Siège à Washington D.C. de la Réserve Fédérale, la Banque centrale américaine



Jerome Powell, Président de la Réserve Fédérale américaine | Photo : Reuters

Le 26 juillet 2023, la Federal Reserve (la Banque centrale fédérale américaine), a procédé à une augmentation de son taux d’intérêt de référence de 0,25 point de pourcentage en passant son « Federal Funds rate » de 5,25 % à 5,5 % (qui est une fourchette dans laquelle la Federal Reserve fait varier son taux d’intérêt de référence (voir les graphiques ci-dessous Federal Funds Effective Rate (%), Federal Funds Target Range - Limite supérieure (%), Federal Funds Target Range - Limite inférieure (%) et Federal Funds Effective Rate (%) )).
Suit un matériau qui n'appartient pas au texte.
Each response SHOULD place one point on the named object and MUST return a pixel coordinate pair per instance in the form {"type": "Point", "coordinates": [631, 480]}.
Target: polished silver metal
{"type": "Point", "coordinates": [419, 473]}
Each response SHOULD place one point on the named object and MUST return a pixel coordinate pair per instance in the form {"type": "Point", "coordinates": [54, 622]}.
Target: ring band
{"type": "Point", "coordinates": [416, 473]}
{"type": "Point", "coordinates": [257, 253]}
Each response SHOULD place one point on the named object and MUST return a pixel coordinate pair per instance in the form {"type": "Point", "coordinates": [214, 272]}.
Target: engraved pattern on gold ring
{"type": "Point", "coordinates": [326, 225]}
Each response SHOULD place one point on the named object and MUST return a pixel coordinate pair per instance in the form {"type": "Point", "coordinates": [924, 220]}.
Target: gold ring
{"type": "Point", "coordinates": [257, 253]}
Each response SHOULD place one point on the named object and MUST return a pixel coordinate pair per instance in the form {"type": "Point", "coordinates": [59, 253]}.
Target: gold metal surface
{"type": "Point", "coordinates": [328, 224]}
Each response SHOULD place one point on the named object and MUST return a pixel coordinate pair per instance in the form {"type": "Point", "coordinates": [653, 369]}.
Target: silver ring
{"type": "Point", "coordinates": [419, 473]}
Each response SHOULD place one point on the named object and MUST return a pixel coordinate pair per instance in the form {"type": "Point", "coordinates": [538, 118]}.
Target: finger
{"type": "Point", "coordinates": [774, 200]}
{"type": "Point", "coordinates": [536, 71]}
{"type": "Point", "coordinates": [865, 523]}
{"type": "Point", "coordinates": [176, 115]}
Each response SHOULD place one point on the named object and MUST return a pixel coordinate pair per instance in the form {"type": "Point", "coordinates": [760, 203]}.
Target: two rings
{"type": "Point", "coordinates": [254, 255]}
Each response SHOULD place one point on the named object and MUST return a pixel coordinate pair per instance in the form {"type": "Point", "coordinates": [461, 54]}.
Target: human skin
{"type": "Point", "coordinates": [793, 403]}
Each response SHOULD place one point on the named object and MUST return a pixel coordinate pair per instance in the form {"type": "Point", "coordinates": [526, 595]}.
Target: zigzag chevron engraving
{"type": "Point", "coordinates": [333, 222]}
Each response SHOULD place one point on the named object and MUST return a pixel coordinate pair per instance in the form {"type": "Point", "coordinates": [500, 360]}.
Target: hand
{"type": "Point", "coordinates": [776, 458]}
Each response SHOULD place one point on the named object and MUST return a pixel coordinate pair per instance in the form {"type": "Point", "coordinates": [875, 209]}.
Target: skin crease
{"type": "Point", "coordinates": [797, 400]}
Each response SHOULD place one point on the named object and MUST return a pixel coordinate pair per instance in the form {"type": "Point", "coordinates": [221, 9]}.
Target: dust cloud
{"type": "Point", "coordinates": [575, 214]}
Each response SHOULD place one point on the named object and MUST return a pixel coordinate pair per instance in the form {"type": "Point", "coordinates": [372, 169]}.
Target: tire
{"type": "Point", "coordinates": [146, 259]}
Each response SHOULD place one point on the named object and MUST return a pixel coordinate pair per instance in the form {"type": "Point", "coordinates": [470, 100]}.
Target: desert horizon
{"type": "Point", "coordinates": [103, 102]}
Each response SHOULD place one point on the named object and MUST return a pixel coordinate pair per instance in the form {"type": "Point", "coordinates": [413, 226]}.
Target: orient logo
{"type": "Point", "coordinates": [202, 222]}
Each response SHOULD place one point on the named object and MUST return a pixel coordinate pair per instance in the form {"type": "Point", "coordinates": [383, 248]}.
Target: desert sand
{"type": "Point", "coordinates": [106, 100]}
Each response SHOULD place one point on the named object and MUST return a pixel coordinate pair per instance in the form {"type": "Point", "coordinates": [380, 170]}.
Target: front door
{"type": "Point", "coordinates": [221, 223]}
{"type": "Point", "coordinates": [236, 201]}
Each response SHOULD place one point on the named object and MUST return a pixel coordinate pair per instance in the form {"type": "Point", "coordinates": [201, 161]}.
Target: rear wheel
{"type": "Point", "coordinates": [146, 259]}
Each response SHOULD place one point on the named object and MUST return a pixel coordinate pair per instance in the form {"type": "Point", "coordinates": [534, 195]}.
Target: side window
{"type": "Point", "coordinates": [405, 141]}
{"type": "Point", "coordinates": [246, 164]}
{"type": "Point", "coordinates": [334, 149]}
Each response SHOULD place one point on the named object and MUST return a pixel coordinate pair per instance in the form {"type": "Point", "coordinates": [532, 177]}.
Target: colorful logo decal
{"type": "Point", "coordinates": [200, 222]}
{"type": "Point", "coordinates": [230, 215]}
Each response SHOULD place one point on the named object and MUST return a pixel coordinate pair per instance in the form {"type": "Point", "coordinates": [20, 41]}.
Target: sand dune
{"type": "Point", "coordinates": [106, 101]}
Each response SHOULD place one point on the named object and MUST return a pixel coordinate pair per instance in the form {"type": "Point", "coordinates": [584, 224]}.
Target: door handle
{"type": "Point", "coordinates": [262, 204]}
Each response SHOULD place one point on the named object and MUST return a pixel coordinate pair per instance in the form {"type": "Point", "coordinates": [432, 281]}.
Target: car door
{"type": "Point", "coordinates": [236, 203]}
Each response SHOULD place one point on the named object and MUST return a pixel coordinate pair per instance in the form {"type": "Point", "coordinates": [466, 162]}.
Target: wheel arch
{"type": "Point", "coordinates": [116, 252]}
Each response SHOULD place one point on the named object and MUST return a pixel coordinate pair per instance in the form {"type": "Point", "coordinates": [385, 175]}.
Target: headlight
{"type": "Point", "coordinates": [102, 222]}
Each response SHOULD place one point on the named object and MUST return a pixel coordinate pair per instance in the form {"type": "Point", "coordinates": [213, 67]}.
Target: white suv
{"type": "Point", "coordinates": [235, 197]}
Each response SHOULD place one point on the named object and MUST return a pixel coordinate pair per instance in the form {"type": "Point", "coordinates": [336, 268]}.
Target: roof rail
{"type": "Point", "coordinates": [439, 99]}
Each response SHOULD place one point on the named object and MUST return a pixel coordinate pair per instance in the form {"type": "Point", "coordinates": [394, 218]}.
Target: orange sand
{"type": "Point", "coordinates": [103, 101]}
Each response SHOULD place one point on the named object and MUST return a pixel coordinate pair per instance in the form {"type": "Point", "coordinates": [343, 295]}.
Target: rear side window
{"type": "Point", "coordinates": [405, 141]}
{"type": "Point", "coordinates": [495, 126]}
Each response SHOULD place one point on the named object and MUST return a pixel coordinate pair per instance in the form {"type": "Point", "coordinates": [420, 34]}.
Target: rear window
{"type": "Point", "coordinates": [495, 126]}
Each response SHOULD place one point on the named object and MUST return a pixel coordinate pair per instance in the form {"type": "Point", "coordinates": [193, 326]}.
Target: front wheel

Il s’agit de la plus forte augmentation effectuée sur ces 22 dernières années par le comité de la politique monétaire, le Federal Open Market Committe (FOMC) et le président de la Banque fédérale américaine, Jerome Powell après une courte pause dans la hausse des Federal Funds rate en juin 2023. Lors du meeting de ce 26 juillet 2023, Jerome Powell s’est refusé à dire si lors du prochain meeting de la Fed en septembre 2023, il y aurait une nouvelle augmentation du Federal Funds rate. Il a conditionné une hausse, un maintien ou une baisse des taux à l’évolution des données économiques des États-Unis car selon lui, les prochaines décisions du comité de la politique monétaire de la Fed devront être prises en fonction des données économiques du pays.


Federal Funds Effective Rate (%)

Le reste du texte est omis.